Well 26 years down the road and we still do not manufacture
safety pins.
Last month the key note speaker at the 6th Competitiveness
Forum was economist Professor Ricardo Hausmann,
Hausmann’s work on relatedness of products traded in the
global economy, the product space, and its predictive value in determining the
economic growth prospects of countries is fast gaining traction.
One of the outcomes of this work is the creation of the
Economic Complexity Index, which differentiates economies by the complexity of
the products they make. The more complex the products and economy makes e.g.

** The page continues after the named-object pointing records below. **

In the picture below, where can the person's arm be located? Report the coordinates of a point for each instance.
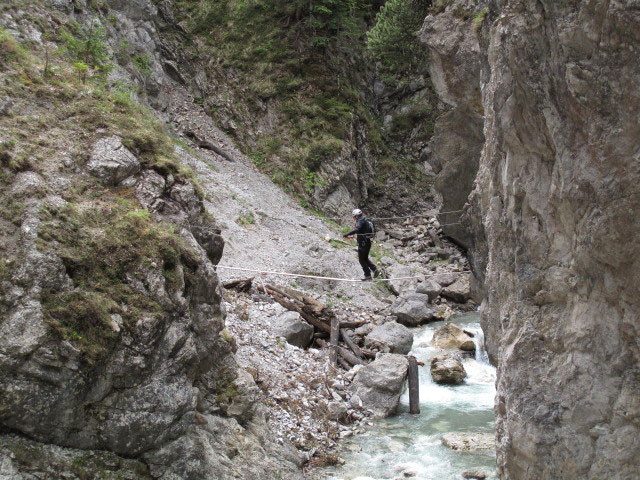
(358, 229)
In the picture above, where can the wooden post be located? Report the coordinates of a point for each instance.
(335, 335)
(414, 390)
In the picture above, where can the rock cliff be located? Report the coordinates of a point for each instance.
(553, 216)
(111, 322)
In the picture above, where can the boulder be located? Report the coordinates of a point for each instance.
(291, 327)
(469, 442)
(450, 335)
(400, 287)
(474, 473)
(459, 291)
(412, 310)
(380, 383)
(446, 279)
(447, 369)
(396, 336)
(111, 162)
(429, 287)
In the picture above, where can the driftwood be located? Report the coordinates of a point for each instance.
(435, 238)
(352, 324)
(242, 285)
(306, 311)
(345, 354)
(208, 146)
(335, 336)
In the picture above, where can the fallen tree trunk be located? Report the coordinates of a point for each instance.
(242, 285)
(294, 306)
(349, 357)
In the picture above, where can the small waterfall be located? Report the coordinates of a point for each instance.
(481, 352)
(411, 444)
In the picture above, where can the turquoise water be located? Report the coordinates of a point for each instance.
(410, 444)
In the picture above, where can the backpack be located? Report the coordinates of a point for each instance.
(371, 227)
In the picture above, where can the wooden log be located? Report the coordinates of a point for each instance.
(290, 305)
(335, 336)
(414, 386)
(242, 285)
(349, 357)
(368, 353)
(343, 363)
(343, 352)
(352, 324)
(350, 343)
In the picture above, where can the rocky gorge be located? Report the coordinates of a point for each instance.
(140, 155)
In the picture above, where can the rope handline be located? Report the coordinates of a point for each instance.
(398, 218)
(318, 277)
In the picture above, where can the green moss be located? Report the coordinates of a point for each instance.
(229, 338)
(103, 248)
(226, 389)
(478, 19)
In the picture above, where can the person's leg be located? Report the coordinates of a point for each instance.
(370, 264)
(363, 258)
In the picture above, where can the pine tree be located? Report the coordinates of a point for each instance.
(392, 40)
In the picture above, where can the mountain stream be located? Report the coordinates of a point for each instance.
(409, 446)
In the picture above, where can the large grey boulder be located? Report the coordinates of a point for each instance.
(412, 310)
(447, 369)
(291, 327)
(111, 161)
(446, 278)
(397, 337)
(401, 287)
(450, 335)
(469, 442)
(429, 287)
(459, 291)
(380, 383)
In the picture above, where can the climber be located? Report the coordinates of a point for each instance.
(364, 232)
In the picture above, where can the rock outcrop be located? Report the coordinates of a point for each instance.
(380, 383)
(468, 442)
(412, 310)
(291, 327)
(450, 335)
(454, 67)
(395, 336)
(447, 369)
(557, 246)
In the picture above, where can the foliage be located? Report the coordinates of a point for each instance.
(103, 249)
(10, 50)
(392, 40)
(87, 45)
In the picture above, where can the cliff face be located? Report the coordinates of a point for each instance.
(454, 67)
(111, 321)
(558, 192)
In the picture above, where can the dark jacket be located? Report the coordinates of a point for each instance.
(362, 231)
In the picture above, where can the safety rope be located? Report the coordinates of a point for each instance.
(335, 279)
(402, 217)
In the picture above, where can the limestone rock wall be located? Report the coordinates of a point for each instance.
(455, 61)
(146, 373)
(558, 192)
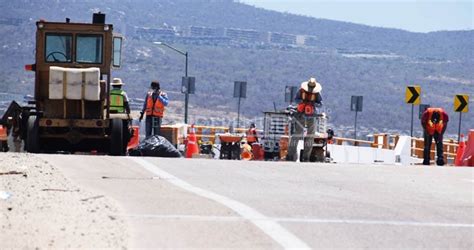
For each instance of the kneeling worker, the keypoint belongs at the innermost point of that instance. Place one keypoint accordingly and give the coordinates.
(308, 98)
(434, 122)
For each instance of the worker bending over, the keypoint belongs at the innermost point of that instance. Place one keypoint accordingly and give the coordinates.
(308, 98)
(434, 122)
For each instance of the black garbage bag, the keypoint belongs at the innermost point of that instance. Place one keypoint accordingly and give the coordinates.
(155, 145)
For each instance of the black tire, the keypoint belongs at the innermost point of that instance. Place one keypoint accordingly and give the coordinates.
(32, 144)
(116, 137)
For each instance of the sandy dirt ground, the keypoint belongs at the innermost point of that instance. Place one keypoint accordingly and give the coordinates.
(40, 208)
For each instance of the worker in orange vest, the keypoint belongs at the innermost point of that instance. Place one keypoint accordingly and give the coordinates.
(3, 138)
(434, 122)
(154, 108)
(252, 134)
(308, 98)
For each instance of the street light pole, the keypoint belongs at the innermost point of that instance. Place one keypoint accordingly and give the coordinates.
(186, 95)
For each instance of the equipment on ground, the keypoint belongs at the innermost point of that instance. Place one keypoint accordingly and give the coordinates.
(70, 110)
(275, 125)
(230, 146)
(157, 146)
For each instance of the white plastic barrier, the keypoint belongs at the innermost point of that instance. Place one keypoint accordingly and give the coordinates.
(362, 155)
(403, 151)
(72, 79)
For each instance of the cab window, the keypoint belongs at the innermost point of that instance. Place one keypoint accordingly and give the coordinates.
(89, 49)
(58, 48)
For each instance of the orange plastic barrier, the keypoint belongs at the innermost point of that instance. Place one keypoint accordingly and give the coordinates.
(460, 153)
(246, 154)
(135, 140)
(257, 151)
(191, 145)
(468, 156)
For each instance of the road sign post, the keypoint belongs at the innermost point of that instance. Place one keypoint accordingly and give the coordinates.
(240, 91)
(356, 105)
(412, 96)
(461, 105)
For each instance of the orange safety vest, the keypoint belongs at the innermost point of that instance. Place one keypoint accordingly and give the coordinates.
(307, 104)
(154, 109)
(251, 135)
(435, 127)
(3, 133)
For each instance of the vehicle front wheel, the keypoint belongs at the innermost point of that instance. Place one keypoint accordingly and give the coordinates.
(32, 137)
(116, 137)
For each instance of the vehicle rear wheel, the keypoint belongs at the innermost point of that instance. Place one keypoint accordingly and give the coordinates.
(116, 137)
(32, 136)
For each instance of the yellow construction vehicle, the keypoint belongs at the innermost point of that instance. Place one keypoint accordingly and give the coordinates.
(70, 110)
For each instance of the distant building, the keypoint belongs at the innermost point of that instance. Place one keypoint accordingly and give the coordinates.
(153, 33)
(311, 41)
(244, 34)
(282, 38)
(199, 31)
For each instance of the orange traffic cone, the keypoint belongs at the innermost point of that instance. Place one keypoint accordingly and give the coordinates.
(460, 153)
(191, 146)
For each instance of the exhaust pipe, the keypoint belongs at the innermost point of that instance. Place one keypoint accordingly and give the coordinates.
(98, 18)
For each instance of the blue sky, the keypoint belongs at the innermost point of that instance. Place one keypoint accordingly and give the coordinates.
(412, 15)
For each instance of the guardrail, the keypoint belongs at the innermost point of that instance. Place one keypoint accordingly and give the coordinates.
(382, 141)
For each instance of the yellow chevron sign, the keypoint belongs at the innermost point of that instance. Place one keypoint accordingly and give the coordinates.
(413, 95)
(461, 103)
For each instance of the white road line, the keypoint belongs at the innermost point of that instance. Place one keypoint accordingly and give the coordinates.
(375, 222)
(300, 220)
(278, 233)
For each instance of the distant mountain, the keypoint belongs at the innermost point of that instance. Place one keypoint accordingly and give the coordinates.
(229, 41)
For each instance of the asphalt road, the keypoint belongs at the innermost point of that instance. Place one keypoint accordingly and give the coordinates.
(180, 203)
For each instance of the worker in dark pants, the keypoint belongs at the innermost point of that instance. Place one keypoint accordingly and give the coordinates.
(308, 98)
(434, 122)
(154, 107)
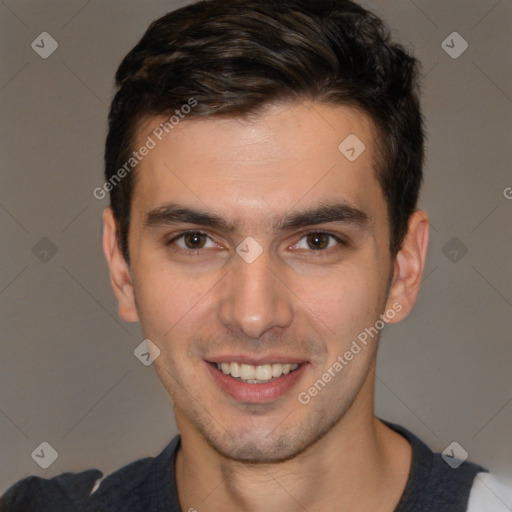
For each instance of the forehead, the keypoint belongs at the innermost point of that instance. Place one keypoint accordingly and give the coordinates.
(256, 169)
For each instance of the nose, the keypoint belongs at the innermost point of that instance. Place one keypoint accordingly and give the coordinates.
(255, 299)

jet planes the more developed it is.
In explaining why the US for example, has experienced an
explosion in wealth in the last two centuries, unparalled in economic history,
Hausmann says that it is down to the country’s ability to produce more and more
products.
So the trick seems to be, to produce more and more products
and that are also increasing in sophistication. You expand your product range
by producing related products and then increase the sophistication of the
products and processes.
So for instance since we do fish not only can we go up the
value chain in fish processing but we can also branch out into crocodile
farming and its related industry maybe, with much greater success than we would
if we attempted manufacturing speed boats?
The greater the sophistication of an economy or product the
more knowledge is embedded in it – a calculator has much more knowledge
embedded in it than a pencil and needs greater organizational sophistication to
produce.
For purposes of illustration Hausmann uses the term
personbyte to refer to the knowledge in one person.

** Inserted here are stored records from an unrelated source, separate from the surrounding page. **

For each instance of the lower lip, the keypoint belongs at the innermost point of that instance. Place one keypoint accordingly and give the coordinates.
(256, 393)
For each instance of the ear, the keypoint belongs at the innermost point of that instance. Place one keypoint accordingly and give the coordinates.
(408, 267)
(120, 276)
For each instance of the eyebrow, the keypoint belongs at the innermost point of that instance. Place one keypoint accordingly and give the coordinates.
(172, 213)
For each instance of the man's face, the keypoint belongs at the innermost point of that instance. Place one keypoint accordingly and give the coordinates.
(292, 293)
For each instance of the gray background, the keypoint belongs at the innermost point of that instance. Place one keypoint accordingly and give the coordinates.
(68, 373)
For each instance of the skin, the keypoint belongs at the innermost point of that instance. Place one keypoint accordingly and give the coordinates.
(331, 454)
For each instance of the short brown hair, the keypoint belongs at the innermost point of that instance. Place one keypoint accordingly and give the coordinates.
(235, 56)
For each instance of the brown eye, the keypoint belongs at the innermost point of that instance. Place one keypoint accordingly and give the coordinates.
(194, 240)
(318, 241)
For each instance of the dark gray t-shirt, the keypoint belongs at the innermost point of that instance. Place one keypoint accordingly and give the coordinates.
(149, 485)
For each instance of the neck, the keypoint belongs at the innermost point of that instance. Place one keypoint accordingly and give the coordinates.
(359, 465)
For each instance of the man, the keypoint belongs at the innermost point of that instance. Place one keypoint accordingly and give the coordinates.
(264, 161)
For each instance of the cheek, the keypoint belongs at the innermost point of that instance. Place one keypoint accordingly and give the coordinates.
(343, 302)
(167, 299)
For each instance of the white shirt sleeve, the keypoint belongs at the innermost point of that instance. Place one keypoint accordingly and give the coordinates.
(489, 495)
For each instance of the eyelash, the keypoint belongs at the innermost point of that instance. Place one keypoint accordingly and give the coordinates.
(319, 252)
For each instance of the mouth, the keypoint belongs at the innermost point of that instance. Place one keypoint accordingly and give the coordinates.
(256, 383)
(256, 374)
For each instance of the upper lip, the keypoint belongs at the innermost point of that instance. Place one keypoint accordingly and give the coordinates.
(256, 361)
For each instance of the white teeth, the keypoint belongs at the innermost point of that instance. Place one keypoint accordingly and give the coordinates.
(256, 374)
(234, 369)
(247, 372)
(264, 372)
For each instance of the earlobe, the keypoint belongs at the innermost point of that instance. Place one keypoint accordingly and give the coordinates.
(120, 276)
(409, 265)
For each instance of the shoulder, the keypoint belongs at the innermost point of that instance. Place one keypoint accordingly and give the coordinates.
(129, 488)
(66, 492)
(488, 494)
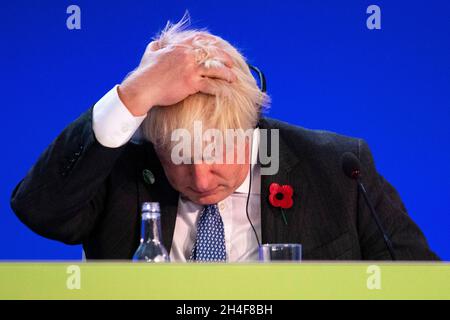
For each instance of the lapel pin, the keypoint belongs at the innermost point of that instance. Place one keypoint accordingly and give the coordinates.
(148, 176)
(281, 196)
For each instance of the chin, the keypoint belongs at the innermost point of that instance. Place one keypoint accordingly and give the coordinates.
(210, 199)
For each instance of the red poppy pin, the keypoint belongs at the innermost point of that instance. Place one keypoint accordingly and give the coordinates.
(281, 196)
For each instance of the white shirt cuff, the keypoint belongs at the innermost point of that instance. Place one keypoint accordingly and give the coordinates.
(112, 122)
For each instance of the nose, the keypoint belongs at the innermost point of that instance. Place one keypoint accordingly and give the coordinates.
(201, 177)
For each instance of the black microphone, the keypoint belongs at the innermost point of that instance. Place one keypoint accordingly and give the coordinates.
(352, 168)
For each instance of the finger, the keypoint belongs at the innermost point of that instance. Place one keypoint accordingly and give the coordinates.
(226, 58)
(154, 45)
(205, 85)
(218, 73)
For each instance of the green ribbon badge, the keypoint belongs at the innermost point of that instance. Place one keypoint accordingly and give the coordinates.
(149, 178)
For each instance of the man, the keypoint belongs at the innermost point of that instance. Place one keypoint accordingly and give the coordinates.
(87, 187)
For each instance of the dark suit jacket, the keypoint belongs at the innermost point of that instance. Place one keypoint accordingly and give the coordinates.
(80, 192)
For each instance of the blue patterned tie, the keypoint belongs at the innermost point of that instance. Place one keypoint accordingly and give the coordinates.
(210, 242)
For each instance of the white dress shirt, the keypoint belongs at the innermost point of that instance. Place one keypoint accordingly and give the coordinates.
(114, 126)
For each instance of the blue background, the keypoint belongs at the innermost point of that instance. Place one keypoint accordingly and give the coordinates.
(325, 70)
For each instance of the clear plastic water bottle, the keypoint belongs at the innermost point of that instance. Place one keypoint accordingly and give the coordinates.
(151, 248)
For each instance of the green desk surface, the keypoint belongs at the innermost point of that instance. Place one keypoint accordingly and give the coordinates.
(78, 280)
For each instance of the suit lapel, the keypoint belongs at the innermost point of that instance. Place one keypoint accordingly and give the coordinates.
(273, 227)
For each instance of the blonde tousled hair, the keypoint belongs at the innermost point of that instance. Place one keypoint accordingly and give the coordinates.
(236, 106)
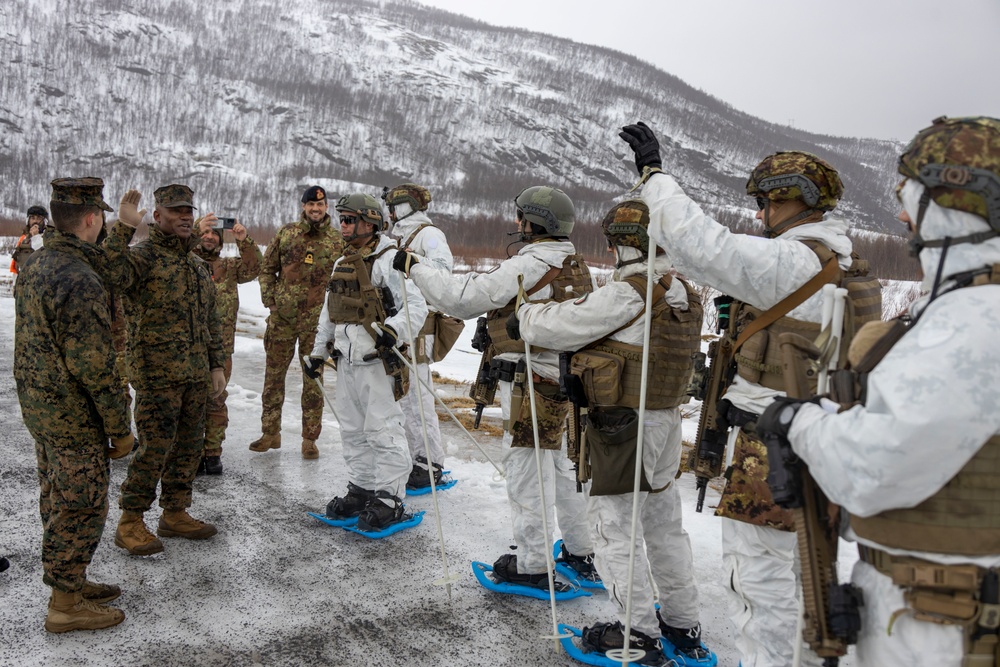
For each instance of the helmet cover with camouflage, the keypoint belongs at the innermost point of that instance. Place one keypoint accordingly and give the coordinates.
(364, 206)
(788, 175)
(958, 161)
(549, 208)
(626, 225)
(417, 196)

“To create products with more than one personbyte, you need
to aggregate personbytes. This is done by creating networks of people we call
firms and networks of firms we call the value chain,” Hausmann said.
Government interventions have been many and registered
varying success.
It seems though that the more sustainable interventions by
governments would be to enable companies to go about the business of making
these products.
Interventions such as charting credible national strategies,
efficient provision of public goods – law & order, social services and
infrastructure are more effective than government trying to startup companies
and create products.
This is because the private sector driven by the profit
motive is best suited to leverage the process of experimentation and inevitable
failure that comes with identifying products and markets. Governments on the
other hand are often driven by other motives than operational effectiveness and
market efficiency.
Which brings us full circle to why Uganda is not yet
manufacturing safety pins 26 years after Museveni identified this a singular
failure of our economy.
One, Uganda probably does not need to produce safety pins –
who uses them anyway? Two, there are no related industries from which we can
launch our safety pin factory and therefore we are not the best suited to
produce suited to produce safety pins – one can probably get them cheaper from
China anyway.
But it was not our inability to manufacture safety pins that
was at issue, but that the economy was not diversified enough.

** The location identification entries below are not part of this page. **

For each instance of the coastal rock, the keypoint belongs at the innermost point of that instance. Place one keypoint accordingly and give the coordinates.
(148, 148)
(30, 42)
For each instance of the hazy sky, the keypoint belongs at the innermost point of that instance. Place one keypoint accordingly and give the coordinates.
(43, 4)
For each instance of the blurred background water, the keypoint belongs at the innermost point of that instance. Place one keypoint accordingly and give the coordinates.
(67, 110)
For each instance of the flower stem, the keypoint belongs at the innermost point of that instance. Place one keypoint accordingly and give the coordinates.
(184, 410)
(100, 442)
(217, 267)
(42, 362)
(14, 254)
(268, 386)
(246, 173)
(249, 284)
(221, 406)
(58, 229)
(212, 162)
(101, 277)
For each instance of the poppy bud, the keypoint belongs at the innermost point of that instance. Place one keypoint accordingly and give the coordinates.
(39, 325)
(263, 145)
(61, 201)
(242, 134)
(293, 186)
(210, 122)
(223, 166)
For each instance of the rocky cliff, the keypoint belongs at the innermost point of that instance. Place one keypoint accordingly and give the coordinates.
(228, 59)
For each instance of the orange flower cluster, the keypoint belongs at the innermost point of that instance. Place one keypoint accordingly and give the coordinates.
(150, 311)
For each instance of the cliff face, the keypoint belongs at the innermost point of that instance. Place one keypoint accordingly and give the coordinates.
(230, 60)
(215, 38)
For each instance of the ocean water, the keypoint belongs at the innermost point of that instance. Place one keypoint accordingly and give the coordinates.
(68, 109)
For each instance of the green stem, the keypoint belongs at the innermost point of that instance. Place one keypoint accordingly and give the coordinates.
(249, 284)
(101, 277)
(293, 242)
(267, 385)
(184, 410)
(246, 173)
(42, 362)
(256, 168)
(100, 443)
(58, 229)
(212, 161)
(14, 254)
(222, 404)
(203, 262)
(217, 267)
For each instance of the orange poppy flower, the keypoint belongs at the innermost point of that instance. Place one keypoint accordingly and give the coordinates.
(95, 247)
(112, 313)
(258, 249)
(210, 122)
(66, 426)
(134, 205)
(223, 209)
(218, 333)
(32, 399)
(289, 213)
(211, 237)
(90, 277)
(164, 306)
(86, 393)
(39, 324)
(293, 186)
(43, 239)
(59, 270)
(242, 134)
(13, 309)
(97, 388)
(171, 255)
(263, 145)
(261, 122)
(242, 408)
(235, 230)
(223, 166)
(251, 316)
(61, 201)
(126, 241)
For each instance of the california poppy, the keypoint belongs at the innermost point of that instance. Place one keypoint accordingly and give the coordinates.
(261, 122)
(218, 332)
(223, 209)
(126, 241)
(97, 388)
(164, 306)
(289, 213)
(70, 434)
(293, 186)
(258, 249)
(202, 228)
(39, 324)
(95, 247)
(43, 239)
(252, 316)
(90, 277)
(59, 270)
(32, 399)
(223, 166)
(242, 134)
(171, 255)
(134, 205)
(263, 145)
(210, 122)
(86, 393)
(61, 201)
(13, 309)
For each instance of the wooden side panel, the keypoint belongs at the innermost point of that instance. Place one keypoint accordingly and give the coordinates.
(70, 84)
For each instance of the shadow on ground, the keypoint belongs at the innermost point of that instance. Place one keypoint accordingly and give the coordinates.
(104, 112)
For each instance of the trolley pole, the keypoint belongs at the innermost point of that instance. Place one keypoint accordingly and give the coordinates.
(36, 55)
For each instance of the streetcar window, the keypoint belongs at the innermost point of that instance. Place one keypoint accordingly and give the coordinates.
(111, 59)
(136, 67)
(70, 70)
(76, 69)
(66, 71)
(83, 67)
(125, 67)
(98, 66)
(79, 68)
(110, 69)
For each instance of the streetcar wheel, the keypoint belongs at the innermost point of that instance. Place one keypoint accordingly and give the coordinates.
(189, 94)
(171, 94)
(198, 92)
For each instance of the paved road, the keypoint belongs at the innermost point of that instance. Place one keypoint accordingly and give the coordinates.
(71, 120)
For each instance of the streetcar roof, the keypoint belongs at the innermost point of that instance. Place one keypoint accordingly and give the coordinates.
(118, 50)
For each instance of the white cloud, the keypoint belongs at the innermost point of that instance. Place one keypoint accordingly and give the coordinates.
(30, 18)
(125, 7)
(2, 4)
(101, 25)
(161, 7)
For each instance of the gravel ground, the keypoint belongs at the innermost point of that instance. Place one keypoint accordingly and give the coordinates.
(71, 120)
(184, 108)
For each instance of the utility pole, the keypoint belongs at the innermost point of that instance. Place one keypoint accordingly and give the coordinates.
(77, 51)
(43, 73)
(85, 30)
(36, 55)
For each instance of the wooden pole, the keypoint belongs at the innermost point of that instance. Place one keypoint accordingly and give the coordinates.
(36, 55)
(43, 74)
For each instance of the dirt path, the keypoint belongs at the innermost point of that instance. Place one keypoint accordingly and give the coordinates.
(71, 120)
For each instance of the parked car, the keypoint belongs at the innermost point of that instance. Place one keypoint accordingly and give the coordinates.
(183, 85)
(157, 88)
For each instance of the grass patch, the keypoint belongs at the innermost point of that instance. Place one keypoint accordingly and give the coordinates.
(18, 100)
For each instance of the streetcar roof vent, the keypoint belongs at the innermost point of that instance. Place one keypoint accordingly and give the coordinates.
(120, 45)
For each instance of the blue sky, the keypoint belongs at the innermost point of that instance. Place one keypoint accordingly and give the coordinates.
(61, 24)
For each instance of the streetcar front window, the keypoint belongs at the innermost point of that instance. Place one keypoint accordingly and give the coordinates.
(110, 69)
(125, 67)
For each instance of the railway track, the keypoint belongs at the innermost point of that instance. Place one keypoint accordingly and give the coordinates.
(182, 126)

And Hausmann’s work suggests start with where you are but
warns against getting fixated with agriculture.
He says developing agriculture and its related industries is
not sufficient to ensure sustained development but that in addition we need to
be making other things as well. Agriculture can as well serve as a launch pad.
He gave the interesting example of the Finland whose major
natural resource is its forests, so the Finns developed wood-related industries. But they also developed industries that
specialised in making the cutting tools for felling trees. But since cutting is
cutting they extended this technology to cutting tools for anything else. And
then they automated these tools. And they made them more precise using high
technology. To cut—pun intended, a long story short the unintended consequence
of the development of the lumbering industry was the creation of mobile
telephone technology that led to Nokia.